Operating theatre at Dunham Massey

And on that totally inappropriate note, I am going to move on to the matter of the scones. It is exactly two years since I started this National Trust Scone Odyssey and I really wanted the anniversary scone to be a good one. 

The Dunham scones were formidable to behold - generously proportioned, very fresh, with a crunchy exterior and fluffy inside. 

Dunham Massey scone

In fact, the only thing that stopped the Dunham scone from getting a 5 out of 5 was the cream. It was a bit odd. The other 80+ NT scones that I've encountered on this odyssey have all come with clotted cream, whereas the Dunham cream looked and tasted like that squirty stuff, ie it tasted of nothing at all. The scone would definitely have benefitted from a bit of a boost but it was a good scone and I was DELIGHTED to see it on this very auspicious occasion.

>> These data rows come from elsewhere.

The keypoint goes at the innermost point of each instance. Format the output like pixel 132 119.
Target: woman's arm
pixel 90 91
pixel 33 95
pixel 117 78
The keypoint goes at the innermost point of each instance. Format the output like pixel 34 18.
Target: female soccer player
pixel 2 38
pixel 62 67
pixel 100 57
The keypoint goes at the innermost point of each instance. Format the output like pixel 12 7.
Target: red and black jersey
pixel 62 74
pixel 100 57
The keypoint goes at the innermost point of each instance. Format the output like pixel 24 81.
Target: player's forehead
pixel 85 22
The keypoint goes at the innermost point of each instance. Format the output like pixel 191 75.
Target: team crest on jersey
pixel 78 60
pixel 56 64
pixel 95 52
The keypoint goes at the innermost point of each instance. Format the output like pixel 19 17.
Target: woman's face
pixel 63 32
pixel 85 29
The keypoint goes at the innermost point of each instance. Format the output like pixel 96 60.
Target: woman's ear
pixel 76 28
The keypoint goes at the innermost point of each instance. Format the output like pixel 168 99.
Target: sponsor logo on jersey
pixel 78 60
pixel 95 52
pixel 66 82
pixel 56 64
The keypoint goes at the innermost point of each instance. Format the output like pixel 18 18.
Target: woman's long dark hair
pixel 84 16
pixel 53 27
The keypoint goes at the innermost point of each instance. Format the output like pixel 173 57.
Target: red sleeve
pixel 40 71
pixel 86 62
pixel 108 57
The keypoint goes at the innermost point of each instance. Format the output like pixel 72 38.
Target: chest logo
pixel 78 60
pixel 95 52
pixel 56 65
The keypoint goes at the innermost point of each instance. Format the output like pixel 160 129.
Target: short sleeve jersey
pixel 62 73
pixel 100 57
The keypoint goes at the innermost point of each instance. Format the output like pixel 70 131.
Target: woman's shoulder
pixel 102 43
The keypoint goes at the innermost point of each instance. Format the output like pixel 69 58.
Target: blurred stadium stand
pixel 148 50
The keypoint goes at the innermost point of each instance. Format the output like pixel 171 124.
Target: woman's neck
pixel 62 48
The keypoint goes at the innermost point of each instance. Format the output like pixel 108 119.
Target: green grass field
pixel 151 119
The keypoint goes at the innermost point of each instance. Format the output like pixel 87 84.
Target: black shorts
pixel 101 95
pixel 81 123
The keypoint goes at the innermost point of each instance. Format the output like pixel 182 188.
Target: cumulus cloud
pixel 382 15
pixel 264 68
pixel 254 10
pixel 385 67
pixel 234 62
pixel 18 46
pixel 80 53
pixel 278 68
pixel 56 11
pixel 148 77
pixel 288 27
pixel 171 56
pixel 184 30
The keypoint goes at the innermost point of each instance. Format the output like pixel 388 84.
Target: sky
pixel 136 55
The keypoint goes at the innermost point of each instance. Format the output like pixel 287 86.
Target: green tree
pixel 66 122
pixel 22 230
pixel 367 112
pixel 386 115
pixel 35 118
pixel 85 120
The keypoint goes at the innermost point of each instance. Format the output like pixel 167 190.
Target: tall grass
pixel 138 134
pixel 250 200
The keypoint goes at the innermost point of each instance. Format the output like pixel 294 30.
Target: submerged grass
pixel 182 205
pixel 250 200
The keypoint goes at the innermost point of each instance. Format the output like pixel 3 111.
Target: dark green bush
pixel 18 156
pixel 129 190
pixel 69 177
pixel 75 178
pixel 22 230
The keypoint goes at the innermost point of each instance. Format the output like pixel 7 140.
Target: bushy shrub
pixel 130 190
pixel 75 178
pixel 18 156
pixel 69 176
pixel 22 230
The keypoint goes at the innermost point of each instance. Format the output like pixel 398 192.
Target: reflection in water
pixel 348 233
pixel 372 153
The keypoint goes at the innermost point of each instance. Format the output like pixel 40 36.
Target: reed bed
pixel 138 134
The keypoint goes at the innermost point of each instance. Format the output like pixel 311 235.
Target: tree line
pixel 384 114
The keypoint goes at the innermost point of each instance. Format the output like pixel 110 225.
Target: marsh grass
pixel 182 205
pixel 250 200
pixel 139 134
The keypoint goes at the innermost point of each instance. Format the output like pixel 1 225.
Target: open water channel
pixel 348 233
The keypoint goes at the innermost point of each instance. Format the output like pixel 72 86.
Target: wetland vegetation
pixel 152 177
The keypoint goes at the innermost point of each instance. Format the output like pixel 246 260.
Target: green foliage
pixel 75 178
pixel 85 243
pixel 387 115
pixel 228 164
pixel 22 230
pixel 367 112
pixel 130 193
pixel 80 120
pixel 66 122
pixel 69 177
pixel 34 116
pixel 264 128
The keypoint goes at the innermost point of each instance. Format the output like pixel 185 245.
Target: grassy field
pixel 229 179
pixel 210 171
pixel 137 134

So I highly recommend that you visit Dunham while the Stamford Military Hospital is still on view - it's only going to be there until October this year I believe, so get along if you can. The National Trust has done an impressive job and it's well worth a visit. 

Dunham Massey: 5 out of 5
Scone: 4.5 out of 5
Lady Jane's description of trepanning: 0 out of 5 if you're very squeamish

1 comment:

  1. Its nice to hear your experiences of Dunham Massey. I missed the military hospital exhibition when I went recently, there was an exhibition called 'the lost years' which focused on the earls marriage with Catharine. I loved wandering around the gardens - especially the rose garden. I didn't try a scone but I had a cheese and tomato tart which was delicious.